The Termite ransomware claimed the attack that Genea announced last week.

 

According to reports, the Termite ransomware gang is responsible for Genea’s announcement of ‘suspicious activity’ last Wednesday.

The announcement came after the provider stated it was investigating a cyber incident on its network. In an amended statement, the fertility services admitted that hackers acquired data from its servers, which was later published online.

The company stated that it obtained a court-ordered injunction to prevent the disclosed data from being shared with others and is cooperating with the Australian Cyber Security Centre to investigate the issue.

Furthermore, a redacted court order showed that the threat actors accessed Genea’s network via a Citrix server on January 31, 2025.

They then acquired access to the company’s major file server, domain controller, backup software, and BabySentry primary patient management system. On February 14, the infiltrators allegedly transferred 940.7GB of data from Genea’s hacked computers to an attacker-controlled DigitalOcean cloud server.

The ongoing investigation revealed that Genea’s compromised patient management systems comprised the following sorts of personal and health data, with the exposed information differing for each impacted individual.

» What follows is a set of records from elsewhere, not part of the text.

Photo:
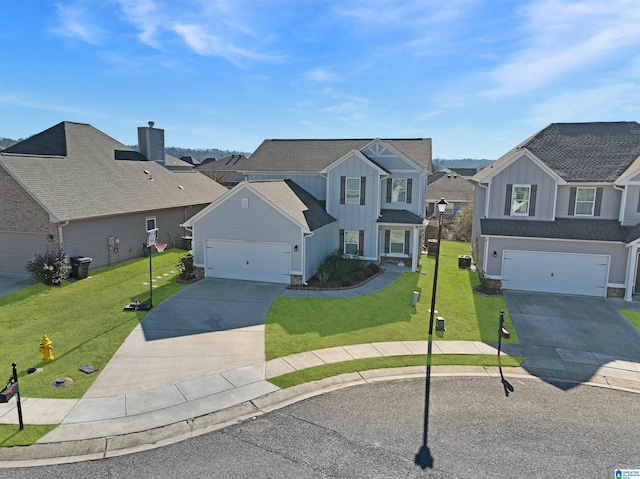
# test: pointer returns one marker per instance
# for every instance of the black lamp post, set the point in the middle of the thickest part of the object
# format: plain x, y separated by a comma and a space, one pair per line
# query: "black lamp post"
442, 205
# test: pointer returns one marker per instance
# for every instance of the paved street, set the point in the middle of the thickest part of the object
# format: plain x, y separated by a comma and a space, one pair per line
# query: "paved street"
374, 431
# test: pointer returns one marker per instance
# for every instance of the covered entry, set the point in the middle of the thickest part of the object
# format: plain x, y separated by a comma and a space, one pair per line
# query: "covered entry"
248, 260
568, 273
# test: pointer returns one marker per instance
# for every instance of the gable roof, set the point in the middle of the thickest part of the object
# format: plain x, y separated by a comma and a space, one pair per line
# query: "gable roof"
315, 155
581, 152
71, 170
295, 202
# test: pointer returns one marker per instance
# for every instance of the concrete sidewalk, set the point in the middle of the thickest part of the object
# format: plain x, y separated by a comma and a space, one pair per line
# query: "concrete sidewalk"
118, 418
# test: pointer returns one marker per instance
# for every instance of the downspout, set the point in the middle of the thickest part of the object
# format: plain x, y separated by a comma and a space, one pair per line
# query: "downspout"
60, 239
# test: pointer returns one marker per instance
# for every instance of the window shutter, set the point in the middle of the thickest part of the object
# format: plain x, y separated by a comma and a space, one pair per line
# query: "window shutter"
572, 201
598, 205
532, 200
507, 200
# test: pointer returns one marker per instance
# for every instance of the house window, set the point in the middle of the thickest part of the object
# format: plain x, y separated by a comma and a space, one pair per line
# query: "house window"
151, 223
585, 201
399, 190
351, 242
520, 199
396, 241
353, 191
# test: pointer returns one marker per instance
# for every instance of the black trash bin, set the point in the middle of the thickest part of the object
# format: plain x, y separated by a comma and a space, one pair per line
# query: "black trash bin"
80, 267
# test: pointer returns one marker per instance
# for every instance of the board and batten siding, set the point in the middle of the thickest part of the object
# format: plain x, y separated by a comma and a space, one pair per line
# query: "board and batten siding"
90, 237
617, 251
632, 206
259, 222
609, 207
356, 217
523, 171
313, 183
322, 243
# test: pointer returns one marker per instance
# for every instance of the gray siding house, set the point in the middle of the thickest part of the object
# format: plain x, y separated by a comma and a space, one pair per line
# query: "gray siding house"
560, 212
304, 199
74, 188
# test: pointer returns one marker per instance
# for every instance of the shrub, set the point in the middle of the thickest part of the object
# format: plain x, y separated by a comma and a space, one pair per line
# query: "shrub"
186, 268
49, 268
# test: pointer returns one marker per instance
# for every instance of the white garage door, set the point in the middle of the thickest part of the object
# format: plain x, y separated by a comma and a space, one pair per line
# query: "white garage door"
566, 273
248, 260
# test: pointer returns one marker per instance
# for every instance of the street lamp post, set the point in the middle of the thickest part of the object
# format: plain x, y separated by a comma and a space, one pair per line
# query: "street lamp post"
442, 205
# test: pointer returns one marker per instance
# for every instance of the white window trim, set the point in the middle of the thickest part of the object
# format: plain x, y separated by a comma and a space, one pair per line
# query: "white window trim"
513, 193
357, 243
593, 202
393, 191
401, 254
146, 222
347, 200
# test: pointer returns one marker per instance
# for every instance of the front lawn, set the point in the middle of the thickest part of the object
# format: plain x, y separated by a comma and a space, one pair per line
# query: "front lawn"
296, 324
84, 320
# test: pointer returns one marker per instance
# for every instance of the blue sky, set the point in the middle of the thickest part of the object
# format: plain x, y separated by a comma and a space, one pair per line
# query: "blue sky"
476, 76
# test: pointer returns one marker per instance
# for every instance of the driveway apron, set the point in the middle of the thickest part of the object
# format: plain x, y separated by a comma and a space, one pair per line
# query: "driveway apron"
209, 327
578, 334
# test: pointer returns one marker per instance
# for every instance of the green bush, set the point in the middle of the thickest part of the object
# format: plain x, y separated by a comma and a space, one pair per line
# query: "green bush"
49, 268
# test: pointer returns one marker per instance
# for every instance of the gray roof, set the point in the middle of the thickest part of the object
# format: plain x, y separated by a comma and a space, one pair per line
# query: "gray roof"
561, 228
400, 217
315, 155
581, 152
72, 172
296, 202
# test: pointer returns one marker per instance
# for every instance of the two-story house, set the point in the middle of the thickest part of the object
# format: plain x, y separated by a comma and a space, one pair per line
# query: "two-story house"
304, 199
560, 212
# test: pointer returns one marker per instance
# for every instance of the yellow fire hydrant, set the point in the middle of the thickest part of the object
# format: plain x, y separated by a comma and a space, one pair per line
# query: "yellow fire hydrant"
46, 348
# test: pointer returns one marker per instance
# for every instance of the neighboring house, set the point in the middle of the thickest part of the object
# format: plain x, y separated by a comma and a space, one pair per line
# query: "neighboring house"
561, 211
226, 171
304, 199
451, 185
74, 188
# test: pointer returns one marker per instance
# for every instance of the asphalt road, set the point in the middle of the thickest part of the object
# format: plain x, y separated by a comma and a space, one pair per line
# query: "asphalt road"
540, 430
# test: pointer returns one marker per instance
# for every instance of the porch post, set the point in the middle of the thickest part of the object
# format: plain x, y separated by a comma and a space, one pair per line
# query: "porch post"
632, 261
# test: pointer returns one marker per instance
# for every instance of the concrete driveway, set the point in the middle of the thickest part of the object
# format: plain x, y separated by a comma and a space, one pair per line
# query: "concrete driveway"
576, 334
208, 327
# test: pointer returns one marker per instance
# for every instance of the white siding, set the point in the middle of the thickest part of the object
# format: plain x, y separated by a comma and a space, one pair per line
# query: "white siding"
259, 222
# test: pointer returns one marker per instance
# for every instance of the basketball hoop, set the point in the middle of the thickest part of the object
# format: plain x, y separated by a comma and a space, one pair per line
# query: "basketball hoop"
160, 246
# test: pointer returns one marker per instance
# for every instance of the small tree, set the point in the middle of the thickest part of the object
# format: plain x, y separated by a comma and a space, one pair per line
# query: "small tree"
49, 268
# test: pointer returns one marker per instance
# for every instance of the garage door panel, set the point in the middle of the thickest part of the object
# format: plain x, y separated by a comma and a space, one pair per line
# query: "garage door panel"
583, 274
248, 260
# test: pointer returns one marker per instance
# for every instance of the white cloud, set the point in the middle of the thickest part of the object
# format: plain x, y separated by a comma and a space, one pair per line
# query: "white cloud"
75, 23
561, 38
204, 43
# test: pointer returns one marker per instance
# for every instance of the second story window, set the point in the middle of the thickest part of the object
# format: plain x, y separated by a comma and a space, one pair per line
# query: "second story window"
353, 191
399, 190
585, 201
520, 195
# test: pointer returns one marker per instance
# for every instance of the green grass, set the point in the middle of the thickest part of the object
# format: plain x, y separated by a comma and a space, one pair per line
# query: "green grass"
84, 320
327, 370
633, 317
11, 435
296, 324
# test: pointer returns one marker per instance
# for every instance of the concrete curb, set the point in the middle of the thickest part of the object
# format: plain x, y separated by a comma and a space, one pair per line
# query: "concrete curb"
100, 448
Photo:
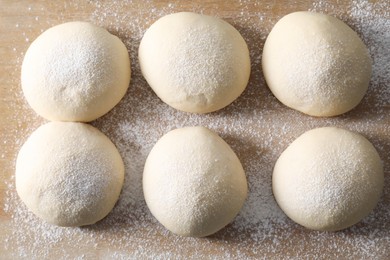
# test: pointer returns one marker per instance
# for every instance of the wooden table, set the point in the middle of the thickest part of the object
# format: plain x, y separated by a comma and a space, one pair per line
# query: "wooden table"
257, 126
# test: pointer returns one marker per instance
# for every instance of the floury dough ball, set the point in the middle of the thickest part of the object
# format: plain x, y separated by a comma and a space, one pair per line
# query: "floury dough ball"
328, 179
193, 182
194, 63
316, 64
75, 71
69, 174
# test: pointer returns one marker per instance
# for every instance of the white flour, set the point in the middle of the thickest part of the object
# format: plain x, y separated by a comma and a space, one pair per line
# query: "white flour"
257, 127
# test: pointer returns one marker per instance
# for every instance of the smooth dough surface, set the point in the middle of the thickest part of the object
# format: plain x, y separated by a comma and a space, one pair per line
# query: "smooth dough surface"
194, 63
328, 179
316, 64
75, 71
193, 182
69, 174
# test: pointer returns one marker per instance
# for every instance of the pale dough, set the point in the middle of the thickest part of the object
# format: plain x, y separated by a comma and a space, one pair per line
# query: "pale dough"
194, 63
69, 174
316, 64
328, 179
75, 71
193, 182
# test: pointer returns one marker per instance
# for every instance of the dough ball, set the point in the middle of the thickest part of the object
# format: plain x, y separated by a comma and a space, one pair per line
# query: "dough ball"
69, 174
316, 64
193, 182
194, 63
75, 71
328, 179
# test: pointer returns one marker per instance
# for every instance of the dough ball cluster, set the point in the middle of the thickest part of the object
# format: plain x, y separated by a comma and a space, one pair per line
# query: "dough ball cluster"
69, 174
75, 71
316, 64
194, 63
193, 182
328, 179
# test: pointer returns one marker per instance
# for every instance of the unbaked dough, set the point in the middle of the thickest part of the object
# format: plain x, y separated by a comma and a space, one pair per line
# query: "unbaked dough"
316, 64
328, 179
194, 63
75, 71
193, 182
69, 174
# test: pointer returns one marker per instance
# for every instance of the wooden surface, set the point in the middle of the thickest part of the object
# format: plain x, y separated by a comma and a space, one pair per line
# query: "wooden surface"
22, 21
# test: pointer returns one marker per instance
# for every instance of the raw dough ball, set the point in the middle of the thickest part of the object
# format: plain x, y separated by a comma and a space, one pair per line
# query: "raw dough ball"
69, 174
328, 179
316, 64
193, 182
194, 63
75, 72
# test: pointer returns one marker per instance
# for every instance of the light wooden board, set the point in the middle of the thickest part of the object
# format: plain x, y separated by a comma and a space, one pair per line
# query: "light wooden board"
22, 21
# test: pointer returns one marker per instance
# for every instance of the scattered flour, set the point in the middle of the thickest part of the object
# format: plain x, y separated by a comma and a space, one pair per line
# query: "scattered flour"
256, 125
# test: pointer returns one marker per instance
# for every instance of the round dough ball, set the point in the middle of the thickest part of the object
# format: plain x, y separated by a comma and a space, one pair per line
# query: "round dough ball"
75, 71
316, 64
69, 174
328, 179
194, 63
193, 182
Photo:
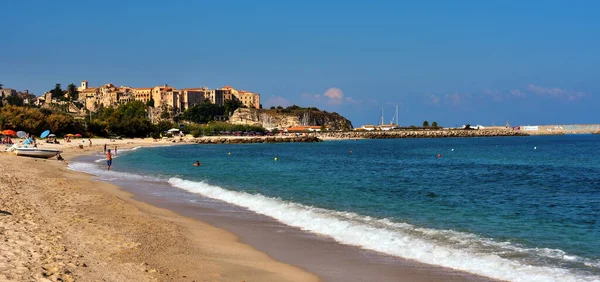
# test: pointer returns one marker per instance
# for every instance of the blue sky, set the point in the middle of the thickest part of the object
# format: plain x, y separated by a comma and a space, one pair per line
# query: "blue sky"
455, 62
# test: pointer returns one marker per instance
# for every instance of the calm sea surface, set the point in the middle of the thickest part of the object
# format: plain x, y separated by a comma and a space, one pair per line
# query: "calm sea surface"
524, 208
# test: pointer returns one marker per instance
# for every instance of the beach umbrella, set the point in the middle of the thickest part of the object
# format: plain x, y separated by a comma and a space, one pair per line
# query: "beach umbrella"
9, 132
45, 134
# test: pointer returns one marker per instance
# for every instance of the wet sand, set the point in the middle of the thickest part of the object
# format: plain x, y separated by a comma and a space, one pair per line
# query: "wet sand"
320, 255
60, 225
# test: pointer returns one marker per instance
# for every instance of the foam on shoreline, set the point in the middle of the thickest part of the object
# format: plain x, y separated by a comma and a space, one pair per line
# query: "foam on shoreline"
447, 248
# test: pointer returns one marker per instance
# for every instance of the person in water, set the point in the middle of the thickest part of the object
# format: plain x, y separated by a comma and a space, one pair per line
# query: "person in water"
60, 158
108, 159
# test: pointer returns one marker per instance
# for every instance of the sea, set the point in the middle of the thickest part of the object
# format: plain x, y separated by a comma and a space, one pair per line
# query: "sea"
507, 208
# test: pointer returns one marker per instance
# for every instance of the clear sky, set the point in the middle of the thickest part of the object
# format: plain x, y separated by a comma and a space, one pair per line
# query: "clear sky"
454, 62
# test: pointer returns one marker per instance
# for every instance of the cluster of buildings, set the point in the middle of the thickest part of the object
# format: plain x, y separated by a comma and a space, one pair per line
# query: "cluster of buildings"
165, 97
24, 95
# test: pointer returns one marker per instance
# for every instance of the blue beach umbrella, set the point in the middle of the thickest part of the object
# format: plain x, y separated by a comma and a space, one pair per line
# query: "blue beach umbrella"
45, 134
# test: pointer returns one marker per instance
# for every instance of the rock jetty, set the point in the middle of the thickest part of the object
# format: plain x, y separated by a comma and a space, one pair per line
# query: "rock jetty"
421, 134
264, 139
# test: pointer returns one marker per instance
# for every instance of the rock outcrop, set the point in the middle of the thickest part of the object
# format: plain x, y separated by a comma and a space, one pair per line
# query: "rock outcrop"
421, 134
291, 116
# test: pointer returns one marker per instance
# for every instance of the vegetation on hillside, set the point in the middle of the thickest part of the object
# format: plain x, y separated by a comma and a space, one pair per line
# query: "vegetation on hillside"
207, 112
314, 116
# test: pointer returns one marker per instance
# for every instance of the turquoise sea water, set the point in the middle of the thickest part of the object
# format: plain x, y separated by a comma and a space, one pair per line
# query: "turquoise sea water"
523, 208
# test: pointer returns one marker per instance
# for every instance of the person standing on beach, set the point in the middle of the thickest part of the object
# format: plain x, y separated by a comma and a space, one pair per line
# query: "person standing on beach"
108, 160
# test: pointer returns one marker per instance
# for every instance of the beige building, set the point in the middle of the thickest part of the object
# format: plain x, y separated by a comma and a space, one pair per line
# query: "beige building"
142, 94
194, 96
248, 99
163, 96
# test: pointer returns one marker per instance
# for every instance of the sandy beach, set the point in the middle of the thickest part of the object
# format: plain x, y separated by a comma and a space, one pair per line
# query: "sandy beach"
60, 225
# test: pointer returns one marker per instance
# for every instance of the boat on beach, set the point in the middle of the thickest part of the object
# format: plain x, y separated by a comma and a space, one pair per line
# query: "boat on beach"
36, 152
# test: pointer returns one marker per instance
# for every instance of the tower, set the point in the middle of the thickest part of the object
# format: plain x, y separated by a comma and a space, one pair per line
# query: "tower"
83, 85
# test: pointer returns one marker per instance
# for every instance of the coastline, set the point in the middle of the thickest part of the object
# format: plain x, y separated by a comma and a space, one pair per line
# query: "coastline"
60, 224
149, 241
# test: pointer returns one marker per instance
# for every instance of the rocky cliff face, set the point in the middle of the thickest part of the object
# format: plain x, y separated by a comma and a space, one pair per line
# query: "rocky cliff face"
284, 118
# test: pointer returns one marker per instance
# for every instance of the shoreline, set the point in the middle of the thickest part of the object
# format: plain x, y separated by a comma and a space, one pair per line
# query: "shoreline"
320, 255
56, 223
186, 221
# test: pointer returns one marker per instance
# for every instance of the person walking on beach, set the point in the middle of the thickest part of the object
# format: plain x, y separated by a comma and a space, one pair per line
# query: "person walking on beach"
108, 160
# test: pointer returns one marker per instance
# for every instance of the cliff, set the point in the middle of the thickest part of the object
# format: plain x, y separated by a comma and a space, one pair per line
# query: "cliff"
290, 116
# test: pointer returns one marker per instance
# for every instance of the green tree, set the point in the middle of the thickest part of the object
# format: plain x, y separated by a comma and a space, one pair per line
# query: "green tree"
57, 91
203, 113
231, 106
73, 93
14, 100
150, 102
59, 123
165, 114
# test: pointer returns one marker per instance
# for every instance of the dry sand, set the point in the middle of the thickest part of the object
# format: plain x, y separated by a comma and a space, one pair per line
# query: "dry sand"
60, 225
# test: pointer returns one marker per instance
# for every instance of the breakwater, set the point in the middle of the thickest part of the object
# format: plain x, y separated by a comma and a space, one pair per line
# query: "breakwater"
421, 134
320, 136
257, 139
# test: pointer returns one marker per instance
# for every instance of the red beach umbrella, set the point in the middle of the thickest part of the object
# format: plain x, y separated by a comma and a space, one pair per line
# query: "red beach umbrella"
9, 132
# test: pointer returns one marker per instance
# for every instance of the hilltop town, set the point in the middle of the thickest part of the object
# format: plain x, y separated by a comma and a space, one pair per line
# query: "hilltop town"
163, 97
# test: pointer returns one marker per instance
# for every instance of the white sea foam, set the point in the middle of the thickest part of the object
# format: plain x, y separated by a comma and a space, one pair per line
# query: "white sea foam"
398, 239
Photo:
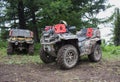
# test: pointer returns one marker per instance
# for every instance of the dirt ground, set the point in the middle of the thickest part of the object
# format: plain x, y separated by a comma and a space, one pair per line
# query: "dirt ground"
85, 71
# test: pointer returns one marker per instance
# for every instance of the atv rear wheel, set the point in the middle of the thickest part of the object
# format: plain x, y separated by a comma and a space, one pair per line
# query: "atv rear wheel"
10, 49
96, 55
67, 57
31, 49
45, 57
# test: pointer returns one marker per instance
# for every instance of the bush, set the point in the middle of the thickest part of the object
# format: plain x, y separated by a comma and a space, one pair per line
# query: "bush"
3, 44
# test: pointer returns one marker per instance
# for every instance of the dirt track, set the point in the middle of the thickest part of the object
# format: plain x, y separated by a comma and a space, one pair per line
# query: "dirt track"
84, 72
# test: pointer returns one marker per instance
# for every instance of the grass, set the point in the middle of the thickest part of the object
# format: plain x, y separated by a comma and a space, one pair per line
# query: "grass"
110, 53
19, 59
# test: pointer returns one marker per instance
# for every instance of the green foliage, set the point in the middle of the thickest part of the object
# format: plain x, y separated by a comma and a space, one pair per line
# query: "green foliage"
111, 53
3, 44
117, 28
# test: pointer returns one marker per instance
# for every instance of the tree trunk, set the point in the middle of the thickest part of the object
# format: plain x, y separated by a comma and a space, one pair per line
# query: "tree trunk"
21, 16
35, 29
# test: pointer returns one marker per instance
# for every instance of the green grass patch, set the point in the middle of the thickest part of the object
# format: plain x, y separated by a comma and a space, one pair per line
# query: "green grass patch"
110, 53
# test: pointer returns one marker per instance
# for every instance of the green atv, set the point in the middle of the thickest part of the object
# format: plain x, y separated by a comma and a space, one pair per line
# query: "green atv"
20, 40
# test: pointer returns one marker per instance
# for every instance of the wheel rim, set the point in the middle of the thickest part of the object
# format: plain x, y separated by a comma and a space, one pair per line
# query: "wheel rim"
97, 53
71, 58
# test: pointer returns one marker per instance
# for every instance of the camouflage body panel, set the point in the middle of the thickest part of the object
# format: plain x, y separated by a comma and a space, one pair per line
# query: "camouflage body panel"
85, 44
20, 36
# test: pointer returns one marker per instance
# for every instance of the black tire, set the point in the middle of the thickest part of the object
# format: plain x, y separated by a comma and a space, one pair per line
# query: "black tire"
45, 57
96, 54
67, 57
10, 49
31, 49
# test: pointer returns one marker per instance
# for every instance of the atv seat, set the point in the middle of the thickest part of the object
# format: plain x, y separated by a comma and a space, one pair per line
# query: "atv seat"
84, 34
60, 28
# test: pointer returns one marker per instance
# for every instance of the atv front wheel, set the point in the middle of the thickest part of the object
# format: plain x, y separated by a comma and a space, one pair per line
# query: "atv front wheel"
10, 49
96, 54
31, 49
45, 57
67, 57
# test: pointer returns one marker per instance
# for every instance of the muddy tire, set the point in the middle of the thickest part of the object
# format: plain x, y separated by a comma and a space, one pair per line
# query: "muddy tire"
10, 49
67, 57
31, 49
45, 57
96, 54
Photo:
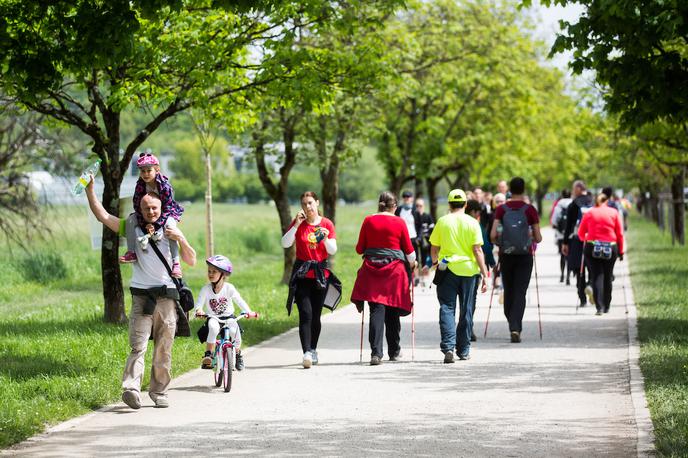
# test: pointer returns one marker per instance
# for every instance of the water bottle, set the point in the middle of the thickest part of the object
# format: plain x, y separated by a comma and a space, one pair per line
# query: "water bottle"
86, 177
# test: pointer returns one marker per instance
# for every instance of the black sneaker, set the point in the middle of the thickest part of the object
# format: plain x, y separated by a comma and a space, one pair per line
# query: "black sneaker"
240, 362
207, 361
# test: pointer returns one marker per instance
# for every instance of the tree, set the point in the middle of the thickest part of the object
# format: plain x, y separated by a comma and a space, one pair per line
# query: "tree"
638, 52
83, 63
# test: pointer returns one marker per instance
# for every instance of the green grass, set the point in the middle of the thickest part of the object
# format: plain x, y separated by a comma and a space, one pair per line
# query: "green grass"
659, 272
58, 359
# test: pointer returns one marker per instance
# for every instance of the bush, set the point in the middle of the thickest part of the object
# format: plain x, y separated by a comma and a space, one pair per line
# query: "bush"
45, 267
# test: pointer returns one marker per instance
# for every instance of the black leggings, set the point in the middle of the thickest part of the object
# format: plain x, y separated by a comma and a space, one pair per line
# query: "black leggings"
309, 300
383, 317
601, 276
516, 270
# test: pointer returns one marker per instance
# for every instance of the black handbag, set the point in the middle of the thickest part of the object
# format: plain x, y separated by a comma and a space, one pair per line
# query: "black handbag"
186, 300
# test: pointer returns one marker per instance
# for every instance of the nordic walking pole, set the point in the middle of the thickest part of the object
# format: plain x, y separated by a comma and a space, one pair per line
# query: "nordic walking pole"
413, 319
360, 356
490, 307
580, 273
537, 294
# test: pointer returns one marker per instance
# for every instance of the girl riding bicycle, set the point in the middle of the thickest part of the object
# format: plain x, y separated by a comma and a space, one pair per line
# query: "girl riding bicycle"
216, 302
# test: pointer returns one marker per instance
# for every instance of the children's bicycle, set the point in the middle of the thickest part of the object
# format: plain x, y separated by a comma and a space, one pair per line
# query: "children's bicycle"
225, 353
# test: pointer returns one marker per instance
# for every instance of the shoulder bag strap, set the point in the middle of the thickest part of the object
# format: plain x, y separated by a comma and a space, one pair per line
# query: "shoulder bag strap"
164, 262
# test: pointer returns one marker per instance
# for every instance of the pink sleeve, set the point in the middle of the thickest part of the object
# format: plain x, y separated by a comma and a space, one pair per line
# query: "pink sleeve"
583, 228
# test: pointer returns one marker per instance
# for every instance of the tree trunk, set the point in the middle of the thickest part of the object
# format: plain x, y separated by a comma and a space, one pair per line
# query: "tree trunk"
209, 243
677, 184
113, 292
431, 185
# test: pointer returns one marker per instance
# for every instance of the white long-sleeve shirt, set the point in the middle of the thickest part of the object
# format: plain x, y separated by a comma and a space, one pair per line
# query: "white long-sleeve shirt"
222, 303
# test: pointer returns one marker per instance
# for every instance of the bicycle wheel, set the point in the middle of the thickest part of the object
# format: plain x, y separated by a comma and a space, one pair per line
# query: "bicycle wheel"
227, 369
219, 374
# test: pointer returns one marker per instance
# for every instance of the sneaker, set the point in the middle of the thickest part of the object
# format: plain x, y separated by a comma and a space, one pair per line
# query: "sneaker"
160, 400
132, 399
239, 362
128, 258
176, 270
207, 361
588, 292
307, 360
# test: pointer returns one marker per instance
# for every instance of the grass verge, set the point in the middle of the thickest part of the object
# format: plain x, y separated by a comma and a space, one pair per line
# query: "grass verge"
659, 272
57, 357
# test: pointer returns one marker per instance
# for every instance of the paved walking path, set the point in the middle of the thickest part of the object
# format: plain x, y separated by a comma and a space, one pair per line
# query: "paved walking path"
569, 394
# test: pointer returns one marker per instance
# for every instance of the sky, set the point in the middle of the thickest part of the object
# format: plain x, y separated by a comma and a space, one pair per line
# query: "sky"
547, 27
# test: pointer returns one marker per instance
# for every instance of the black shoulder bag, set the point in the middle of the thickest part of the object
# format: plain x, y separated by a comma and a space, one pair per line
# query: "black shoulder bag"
186, 299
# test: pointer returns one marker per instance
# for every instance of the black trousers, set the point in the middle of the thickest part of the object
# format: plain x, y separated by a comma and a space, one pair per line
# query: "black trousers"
516, 270
309, 300
601, 275
384, 319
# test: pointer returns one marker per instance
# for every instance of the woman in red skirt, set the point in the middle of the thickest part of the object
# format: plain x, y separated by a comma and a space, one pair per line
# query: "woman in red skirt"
384, 279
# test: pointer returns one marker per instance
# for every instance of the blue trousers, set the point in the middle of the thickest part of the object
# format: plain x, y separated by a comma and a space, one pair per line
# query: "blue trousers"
455, 336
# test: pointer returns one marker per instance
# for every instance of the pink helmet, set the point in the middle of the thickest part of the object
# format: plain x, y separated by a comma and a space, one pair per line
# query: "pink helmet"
221, 263
147, 159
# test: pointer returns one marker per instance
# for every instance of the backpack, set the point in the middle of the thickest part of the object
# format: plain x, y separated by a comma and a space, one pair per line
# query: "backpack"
515, 231
560, 223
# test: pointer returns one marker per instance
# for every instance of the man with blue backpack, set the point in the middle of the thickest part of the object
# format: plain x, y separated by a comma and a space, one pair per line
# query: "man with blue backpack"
517, 231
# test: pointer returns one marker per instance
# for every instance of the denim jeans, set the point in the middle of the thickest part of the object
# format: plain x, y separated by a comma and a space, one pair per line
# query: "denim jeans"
458, 337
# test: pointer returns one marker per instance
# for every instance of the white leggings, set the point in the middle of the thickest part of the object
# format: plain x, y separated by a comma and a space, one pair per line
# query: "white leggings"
214, 329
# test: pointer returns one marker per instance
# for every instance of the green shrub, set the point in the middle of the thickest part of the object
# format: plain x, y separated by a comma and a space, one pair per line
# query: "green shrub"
43, 267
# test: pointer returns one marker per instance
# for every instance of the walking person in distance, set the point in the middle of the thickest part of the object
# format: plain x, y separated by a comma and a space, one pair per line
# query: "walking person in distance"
384, 279
602, 229
518, 224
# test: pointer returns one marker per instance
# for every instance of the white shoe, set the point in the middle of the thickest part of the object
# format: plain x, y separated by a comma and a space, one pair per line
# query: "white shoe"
307, 360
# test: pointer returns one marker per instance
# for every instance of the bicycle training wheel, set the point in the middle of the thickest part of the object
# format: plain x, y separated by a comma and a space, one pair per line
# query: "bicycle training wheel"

Still, the confirmed details may include complete names, emails, addresses, phone numbers, date of birth, emergency contacts, and next of kin. Additionally, details like Medicare card numbers, private health insurance information, Defense DA numbers, medical record numbers, and patient numbers are potentially compromised during the breach.

The campaign could have reached critical data, like medical history, diagnoses and treatments, drugs and prescriptions, a patient health questionnaire, pathology and diagnostic test results, doctor and specialist notes, appointment information, and timetables.

As of now, Genea has yet to attribute the attack to a specific threat organisation or criminal operation. However, the Termite ransomware gang have already claimed responsibility earlier this week.